A private prayer service was held for Parsons at the funeral home where his body was cremated. Cameron scattered his ashes in the Mojave Desert, before burning most of his possessions. She later tried to perform astral projection to commune with him.
The Remains and Reminder of An Innovator
To end this, I can't express more how much Jack Parsons influenced the scientific and space community in America and around the world.
In December 1958, JPL was integrated into the newly established National Aeronautics and Space Administration, having built the Explorer 1 satellite that commenced America's Space Race with the Soviet Union.
Wernher von Braun—who was nicknamed "The Father of Rocket Science"—once argued that Parsons was more worthy of this moniker.
Among the aerospace industry, JPL was nicknamed as standing for "Jack Parsons' Laboratory" or "Jack Parsons Lives"
The International Astronomical Union decided to name a crater on the far side of the Moon Parsons after him in 1972.
In 1999, Feral House published the biography Sex and Rockets: The Occult World of Jack Parsons by John Carter, who opined that Parsons had accomplished more in under five years of research than Robert H. Goddard had in his lifetime, and said that his role in the development of rocket technology had been neglected by historians of science; Carter thought that Parsons' abilities and accomplishments as an occultist had been overestimated and exaggerated among Western esotericists, emphasizing his disowning by Crowley for practicing magic beyond his grade.

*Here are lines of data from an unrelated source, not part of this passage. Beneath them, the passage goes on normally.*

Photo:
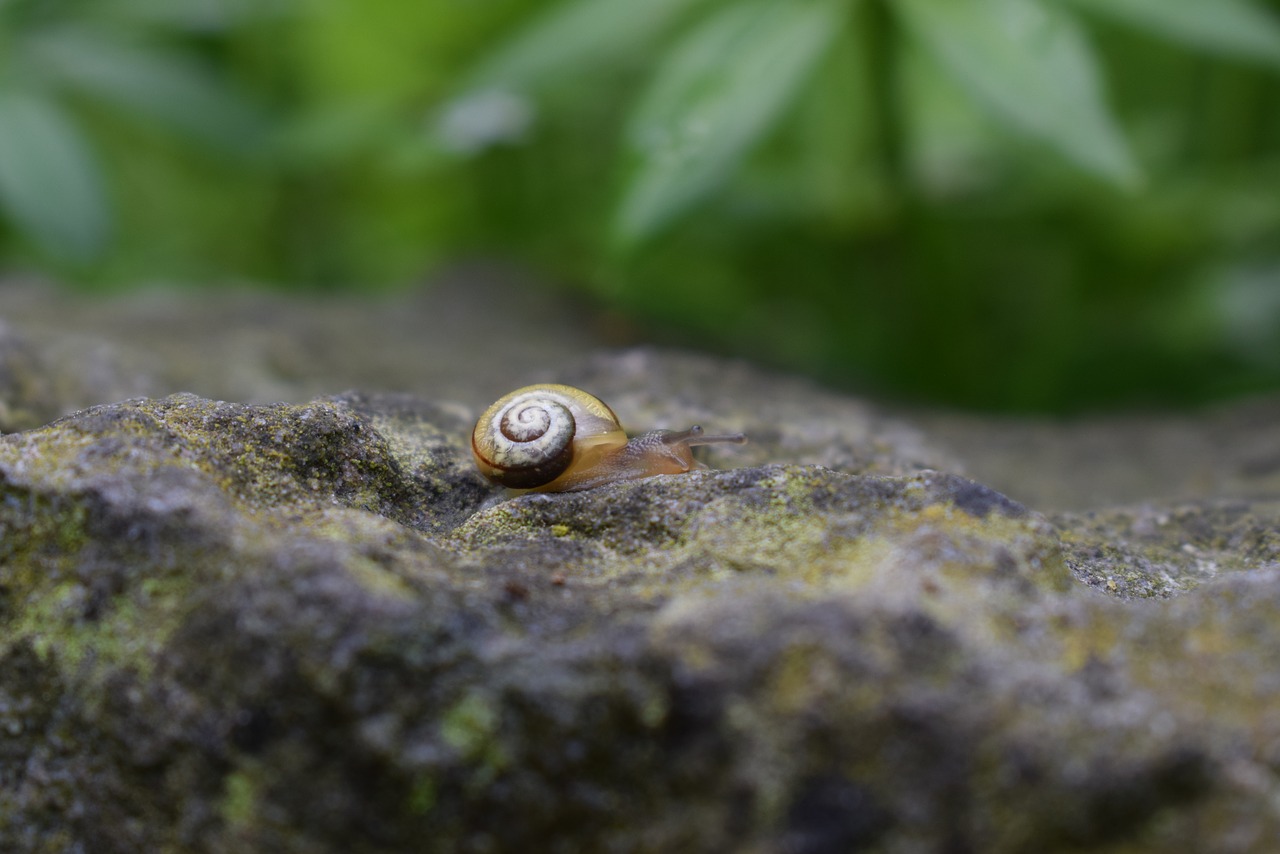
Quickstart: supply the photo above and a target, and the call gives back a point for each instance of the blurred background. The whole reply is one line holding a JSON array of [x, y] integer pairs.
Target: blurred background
[[1004, 205]]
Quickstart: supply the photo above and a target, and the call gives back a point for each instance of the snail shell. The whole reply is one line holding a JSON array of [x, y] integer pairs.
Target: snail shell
[[558, 438]]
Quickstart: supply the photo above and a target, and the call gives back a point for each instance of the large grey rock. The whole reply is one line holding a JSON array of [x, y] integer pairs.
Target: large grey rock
[[311, 626]]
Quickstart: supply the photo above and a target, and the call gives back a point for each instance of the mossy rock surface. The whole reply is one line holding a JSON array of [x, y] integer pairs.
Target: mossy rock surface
[[311, 626]]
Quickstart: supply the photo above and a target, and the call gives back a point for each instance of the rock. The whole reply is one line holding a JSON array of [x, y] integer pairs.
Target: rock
[[311, 626]]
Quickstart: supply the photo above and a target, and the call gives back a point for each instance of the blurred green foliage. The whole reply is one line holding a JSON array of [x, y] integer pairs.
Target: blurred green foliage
[[1015, 204]]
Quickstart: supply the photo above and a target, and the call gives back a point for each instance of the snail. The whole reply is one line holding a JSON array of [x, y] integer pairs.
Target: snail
[[558, 438]]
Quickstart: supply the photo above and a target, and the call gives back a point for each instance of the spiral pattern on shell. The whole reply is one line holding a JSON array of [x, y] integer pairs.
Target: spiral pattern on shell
[[526, 438]]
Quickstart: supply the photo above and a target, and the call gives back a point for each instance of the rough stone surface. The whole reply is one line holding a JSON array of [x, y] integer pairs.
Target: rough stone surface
[[311, 626]]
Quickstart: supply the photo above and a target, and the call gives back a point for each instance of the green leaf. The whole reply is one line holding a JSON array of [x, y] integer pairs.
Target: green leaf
[[151, 82], [571, 39], [1031, 65], [718, 92], [1232, 27], [50, 185]]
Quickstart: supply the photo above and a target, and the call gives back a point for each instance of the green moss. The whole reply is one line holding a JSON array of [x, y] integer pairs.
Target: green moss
[[423, 795], [238, 805]]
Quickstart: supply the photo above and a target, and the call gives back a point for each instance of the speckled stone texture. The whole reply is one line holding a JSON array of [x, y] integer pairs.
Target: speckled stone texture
[[302, 622]]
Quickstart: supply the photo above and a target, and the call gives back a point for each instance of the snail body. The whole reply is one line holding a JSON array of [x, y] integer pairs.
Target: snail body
[[558, 438]]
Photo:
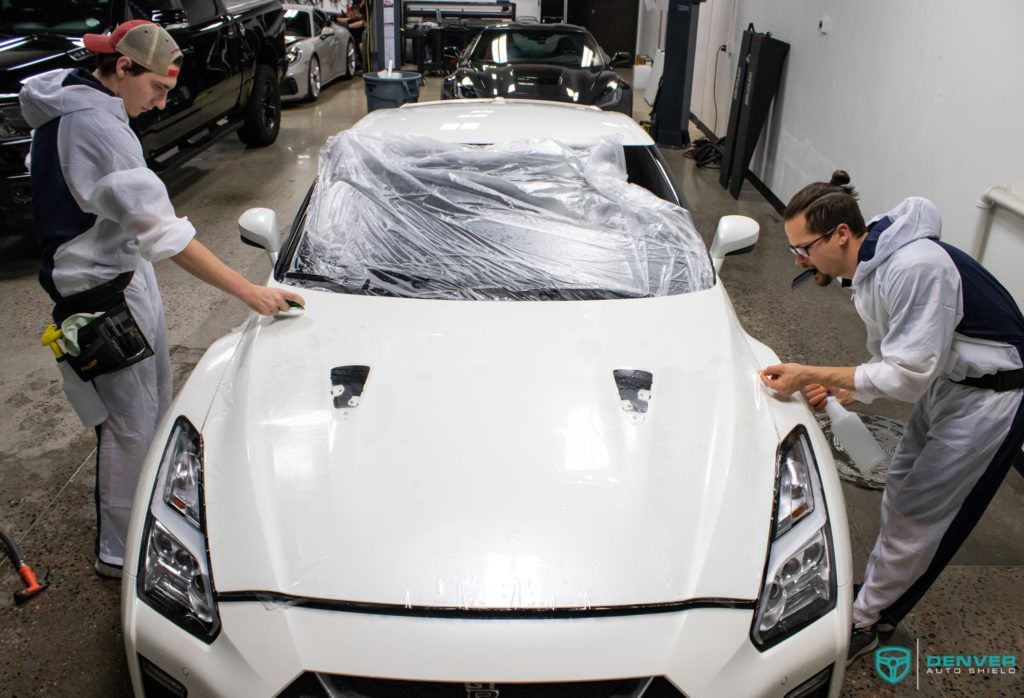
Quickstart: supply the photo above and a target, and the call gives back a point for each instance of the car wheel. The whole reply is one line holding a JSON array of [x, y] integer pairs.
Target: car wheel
[[262, 112], [313, 82], [349, 60]]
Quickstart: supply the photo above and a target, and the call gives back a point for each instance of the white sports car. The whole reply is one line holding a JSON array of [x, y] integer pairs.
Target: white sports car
[[515, 444], [318, 51]]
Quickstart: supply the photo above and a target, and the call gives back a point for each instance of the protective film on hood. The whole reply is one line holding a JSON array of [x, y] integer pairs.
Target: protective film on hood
[[523, 220]]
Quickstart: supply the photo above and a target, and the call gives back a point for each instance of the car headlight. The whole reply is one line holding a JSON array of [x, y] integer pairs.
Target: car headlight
[[12, 124], [174, 567], [610, 95], [799, 585]]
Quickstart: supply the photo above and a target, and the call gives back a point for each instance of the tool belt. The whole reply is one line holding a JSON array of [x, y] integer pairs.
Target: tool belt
[[108, 343], [1000, 382]]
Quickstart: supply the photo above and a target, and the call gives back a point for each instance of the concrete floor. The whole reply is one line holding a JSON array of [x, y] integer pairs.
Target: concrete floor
[[69, 641]]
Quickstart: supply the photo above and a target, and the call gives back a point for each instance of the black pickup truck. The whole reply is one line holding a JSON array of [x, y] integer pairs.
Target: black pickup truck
[[235, 58]]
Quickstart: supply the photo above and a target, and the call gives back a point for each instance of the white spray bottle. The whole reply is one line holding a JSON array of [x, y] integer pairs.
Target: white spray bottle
[[854, 436], [82, 395]]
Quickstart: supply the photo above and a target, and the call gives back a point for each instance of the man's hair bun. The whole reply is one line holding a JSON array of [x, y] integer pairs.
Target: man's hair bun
[[840, 178]]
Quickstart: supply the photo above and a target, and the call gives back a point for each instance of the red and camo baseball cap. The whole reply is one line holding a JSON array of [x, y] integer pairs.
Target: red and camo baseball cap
[[144, 42]]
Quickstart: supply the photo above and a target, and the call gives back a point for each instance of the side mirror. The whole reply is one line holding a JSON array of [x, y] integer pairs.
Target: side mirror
[[259, 228], [452, 54], [620, 59], [174, 19], [735, 235]]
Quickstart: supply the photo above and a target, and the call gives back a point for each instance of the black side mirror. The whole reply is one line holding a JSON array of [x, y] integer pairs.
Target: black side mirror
[[173, 19], [621, 58]]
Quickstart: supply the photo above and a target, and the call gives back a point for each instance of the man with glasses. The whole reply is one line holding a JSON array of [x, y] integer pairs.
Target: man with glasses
[[944, 335]]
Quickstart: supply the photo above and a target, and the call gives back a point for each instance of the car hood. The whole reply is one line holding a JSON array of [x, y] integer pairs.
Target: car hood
[[24, 56], [538, 81], [489, 462]]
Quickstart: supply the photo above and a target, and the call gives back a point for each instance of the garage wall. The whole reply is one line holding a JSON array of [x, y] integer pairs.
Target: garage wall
[[911, 97]]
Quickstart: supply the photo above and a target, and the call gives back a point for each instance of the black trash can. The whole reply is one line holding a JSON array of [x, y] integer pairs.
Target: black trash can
[[383, 91]]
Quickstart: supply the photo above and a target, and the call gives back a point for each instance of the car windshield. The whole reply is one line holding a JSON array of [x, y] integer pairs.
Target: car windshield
[[571, 49], [297, 24], [66, 17], [523, 220]]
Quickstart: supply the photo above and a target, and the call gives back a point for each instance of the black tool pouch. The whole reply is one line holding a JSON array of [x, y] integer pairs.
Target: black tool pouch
[[110, 342]]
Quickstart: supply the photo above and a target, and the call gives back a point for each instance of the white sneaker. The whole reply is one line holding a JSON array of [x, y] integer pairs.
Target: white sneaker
[[104, 570]]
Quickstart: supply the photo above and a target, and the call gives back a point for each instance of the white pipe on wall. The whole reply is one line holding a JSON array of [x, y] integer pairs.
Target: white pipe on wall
[[994, 197]]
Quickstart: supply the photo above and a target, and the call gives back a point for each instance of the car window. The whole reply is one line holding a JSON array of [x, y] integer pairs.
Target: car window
[[644, 167], [297, 24], [406, 216], [572, 49], [54, 16], [320, 22], [200, 10]]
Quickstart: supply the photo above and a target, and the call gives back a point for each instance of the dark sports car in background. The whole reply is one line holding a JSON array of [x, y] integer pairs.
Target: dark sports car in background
[[557, 62]]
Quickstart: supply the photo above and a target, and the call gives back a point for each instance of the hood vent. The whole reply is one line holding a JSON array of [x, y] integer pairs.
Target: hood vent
[[634, 391], [346, 385]]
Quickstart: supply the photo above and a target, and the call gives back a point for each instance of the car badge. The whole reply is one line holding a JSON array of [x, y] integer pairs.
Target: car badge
[[892, 663]]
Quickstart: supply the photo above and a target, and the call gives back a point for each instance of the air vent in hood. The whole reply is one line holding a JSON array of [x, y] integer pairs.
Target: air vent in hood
[[346, 385], [634, 391]]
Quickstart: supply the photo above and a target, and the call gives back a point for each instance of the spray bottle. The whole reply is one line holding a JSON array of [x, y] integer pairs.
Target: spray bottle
[[82, 395], [853, 435]]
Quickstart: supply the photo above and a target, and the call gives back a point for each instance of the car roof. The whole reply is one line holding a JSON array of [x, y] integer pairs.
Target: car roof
[[534, 27], [496, 121]]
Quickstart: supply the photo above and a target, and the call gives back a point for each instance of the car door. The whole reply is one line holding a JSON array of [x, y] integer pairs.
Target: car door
[[327, 46], [210, 80]]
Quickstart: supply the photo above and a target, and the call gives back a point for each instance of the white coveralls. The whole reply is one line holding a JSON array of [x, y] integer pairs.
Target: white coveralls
[[99, 212], [934, 316]]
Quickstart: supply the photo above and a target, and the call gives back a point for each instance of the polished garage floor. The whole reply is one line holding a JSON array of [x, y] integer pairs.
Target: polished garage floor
[[68, 641]]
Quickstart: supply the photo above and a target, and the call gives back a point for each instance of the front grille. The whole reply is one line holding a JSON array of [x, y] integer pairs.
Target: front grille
[[311, 685]]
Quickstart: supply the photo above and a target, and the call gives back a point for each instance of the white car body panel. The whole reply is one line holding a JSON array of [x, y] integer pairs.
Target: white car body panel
[[488, 471], [542, 497]]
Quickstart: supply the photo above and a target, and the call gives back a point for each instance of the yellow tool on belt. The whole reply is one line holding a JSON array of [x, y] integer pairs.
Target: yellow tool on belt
[[82, 395]]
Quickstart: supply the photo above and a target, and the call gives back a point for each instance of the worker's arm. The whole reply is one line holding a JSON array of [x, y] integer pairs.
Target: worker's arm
[[786, 379], [203, 264]]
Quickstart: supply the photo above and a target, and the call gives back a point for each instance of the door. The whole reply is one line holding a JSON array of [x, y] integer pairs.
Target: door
[[328, 47], [612, 24]]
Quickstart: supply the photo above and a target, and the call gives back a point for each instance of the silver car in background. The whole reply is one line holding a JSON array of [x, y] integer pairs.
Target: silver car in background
[[318, 51]]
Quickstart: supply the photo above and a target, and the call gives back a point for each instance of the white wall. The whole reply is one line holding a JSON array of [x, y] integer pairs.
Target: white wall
[[919, 97]]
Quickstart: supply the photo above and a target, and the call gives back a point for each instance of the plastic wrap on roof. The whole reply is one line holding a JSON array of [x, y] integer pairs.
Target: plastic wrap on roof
[[523, 220]]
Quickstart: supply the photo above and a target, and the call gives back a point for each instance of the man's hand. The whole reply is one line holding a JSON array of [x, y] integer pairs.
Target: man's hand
[[267, 301], [816, 395], [785, 379]]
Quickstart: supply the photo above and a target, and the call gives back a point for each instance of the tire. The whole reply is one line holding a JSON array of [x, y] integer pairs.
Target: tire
[[313, 80], [349, 60], [262, 112]]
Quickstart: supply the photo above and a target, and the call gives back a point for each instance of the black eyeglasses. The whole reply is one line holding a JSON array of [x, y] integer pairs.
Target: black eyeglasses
[[805, 250]]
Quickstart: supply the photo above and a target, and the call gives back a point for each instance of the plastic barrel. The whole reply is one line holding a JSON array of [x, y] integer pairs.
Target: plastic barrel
[[384, 92]]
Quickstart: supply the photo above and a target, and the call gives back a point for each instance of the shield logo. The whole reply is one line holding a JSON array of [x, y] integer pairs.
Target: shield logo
[[892, 663]]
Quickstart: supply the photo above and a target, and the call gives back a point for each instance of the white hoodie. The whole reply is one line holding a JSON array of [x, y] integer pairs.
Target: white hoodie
[[910, 296], [102, 165]]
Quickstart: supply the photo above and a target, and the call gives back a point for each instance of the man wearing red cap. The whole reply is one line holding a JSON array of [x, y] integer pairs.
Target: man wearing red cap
[[101, 218]]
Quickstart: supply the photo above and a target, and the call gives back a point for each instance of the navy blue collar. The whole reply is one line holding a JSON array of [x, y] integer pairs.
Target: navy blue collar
[[875, 231], [80, 76]]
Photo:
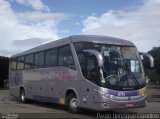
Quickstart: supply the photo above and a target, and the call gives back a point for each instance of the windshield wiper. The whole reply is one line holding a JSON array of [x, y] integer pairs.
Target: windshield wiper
[[129, 71]]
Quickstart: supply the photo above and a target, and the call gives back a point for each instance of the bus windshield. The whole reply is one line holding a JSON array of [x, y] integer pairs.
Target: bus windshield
[[122, 69]]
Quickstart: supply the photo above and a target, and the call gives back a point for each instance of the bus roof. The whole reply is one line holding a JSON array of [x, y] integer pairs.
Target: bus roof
[[78, 38]]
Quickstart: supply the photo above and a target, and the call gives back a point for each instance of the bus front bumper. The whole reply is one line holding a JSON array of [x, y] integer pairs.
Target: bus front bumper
[[110, 104]]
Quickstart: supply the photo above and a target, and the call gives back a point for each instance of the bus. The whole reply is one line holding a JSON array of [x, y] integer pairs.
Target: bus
[[81, 71]]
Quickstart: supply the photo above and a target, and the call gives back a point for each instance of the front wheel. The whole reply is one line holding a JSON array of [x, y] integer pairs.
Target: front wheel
[[72, 103]]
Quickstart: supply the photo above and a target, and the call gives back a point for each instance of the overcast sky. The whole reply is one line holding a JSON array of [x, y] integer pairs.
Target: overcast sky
[[28, 23]]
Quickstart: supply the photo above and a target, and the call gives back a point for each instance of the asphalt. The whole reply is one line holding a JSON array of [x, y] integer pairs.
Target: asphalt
[[11, 108]]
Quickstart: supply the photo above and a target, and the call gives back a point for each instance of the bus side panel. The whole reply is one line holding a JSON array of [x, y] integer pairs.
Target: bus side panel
[[15, 82]]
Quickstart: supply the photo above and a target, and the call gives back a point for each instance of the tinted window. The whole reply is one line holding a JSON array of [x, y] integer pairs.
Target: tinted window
[[39, 59], [13, 64], [29, 61], [20, 63], [65, 56], [51, 57]]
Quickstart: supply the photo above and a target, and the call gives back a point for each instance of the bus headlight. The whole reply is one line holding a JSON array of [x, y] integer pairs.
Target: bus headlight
[[142, 91]]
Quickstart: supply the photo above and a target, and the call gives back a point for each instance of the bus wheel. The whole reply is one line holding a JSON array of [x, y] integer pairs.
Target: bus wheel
[[23, 96], [72, 103]]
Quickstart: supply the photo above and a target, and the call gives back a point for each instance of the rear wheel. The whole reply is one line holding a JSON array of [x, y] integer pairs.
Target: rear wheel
[[23, 96], [72, 103]]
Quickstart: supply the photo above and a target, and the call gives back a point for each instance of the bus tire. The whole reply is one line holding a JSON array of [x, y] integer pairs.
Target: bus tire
[[72, 103], [23, 98]]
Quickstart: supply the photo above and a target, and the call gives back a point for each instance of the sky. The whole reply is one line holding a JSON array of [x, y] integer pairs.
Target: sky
[[25, 24]]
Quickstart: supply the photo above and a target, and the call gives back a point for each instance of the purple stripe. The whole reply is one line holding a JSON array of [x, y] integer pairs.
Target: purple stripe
[[120, 93]]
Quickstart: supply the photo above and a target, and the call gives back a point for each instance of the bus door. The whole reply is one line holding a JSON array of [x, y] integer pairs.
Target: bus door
[[89, 86]]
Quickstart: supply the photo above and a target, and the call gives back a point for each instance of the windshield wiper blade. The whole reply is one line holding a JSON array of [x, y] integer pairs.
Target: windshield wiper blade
[[129, 71]]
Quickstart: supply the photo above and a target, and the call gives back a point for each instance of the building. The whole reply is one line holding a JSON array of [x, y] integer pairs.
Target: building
[[4, 67]]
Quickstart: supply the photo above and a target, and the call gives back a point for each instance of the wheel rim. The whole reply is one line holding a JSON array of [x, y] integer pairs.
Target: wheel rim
[[74, 103]]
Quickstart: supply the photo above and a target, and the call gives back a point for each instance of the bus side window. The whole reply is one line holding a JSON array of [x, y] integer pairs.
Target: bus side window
[[20, 63], [92, 71], [51, 57], [29, 61], [65, 57], [13, 64], [39, 59]]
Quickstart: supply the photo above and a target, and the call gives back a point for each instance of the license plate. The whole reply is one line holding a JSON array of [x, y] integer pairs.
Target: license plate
[[129, 105]]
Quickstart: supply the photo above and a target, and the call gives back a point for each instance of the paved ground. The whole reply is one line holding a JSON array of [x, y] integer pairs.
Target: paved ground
[[10, 107]]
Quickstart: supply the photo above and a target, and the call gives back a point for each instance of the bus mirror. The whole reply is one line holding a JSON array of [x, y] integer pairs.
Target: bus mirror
[[98, 56], [151, 59]]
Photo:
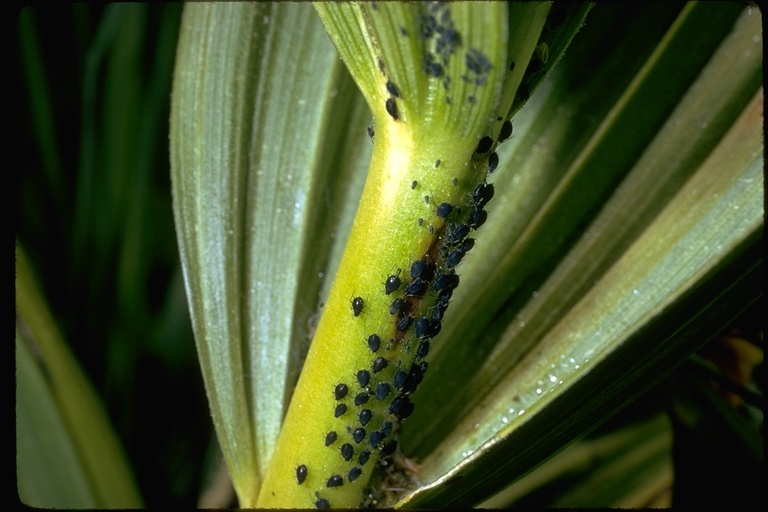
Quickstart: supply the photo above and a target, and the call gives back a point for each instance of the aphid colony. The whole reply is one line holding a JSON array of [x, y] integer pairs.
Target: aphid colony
[[376, 399]]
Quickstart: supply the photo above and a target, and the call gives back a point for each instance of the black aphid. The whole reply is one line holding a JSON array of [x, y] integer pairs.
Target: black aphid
[[506, 131], [357, 305], [403, 324], [482, 194], [456, 232], [446, 282], [484, 145], [379, 364], [493, 162], [444, 210], [340, 391], [423, 349], [374, 342], [363, 378], [347, 452], [417, 287], [388, 448], [382, 390], [335, 481], [392, 89], [301, 473], [354, 473], [391, 105]]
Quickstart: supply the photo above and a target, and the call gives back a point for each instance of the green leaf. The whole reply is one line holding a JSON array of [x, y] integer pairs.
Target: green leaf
[[706, 229], [254, 144]]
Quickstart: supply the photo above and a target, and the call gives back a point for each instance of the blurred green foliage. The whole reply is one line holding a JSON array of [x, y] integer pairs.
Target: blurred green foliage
[[94, 214]]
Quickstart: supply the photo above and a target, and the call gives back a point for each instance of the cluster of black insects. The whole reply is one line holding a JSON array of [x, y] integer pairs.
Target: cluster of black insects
[[434, 272]]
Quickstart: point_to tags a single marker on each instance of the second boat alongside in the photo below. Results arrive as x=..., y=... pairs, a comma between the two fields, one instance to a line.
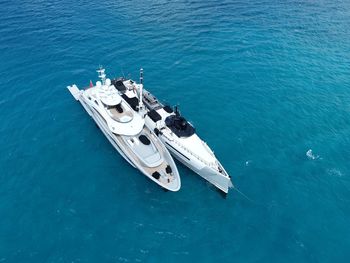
x=178, y=135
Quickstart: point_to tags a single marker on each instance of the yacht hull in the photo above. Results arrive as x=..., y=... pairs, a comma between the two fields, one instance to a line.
x=118, y=143
x=219, y=180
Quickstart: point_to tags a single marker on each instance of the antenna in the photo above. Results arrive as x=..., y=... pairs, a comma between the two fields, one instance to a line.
x=102, y=75
x=141, y=88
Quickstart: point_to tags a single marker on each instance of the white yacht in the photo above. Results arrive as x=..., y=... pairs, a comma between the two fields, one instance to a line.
x=178, y=135
x=126, y=130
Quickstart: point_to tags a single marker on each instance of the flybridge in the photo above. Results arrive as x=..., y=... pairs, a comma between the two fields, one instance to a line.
x=178, y=135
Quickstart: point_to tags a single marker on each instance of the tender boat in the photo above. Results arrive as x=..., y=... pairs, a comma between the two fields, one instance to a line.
x=126, y=130
x=178, y=135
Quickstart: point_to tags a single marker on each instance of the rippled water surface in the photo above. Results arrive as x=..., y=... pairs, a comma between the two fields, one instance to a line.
x=267, y=85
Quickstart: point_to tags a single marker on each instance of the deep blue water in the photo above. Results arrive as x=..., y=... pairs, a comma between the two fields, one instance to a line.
x=263, y=82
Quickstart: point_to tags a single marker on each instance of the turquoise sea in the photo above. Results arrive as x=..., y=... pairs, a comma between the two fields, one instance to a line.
x=263, y=81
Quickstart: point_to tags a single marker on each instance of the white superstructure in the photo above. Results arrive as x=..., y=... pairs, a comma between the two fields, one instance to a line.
x=178, y=135
x=124, y=126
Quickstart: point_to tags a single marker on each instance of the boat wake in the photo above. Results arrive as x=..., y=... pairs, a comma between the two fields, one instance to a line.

In 2005, Weidenfeld & Nicolson published Strange Angel: The Otherworldly Life of Rocket Scientist John Whiteside Parsons by George Pendle, who described Parsons as "the Che Guevara of occultism". Pendle said that although Parsons "would not live to see his dream of space travel come true, he was essential to making it a reality." Pendle considered that the cultural stigma attached to Parsons' occultism was the primary cause of his low public profile, noting that "Like many scientific mavericks, Parsons was eventually discarded by the establishment once he had served his purpose." It was this unorthodox mindset, creatively facilitated by his science fiction fandom and "willingness to believe in magic's efficacy", Pendle argued, "that allowed him to break scientific barriers previously thought to be indestructible"—commenting that Parsons "saw both space and magic as ways of exploring these new frontiers—one breaking free from Earth literally and metaphysically."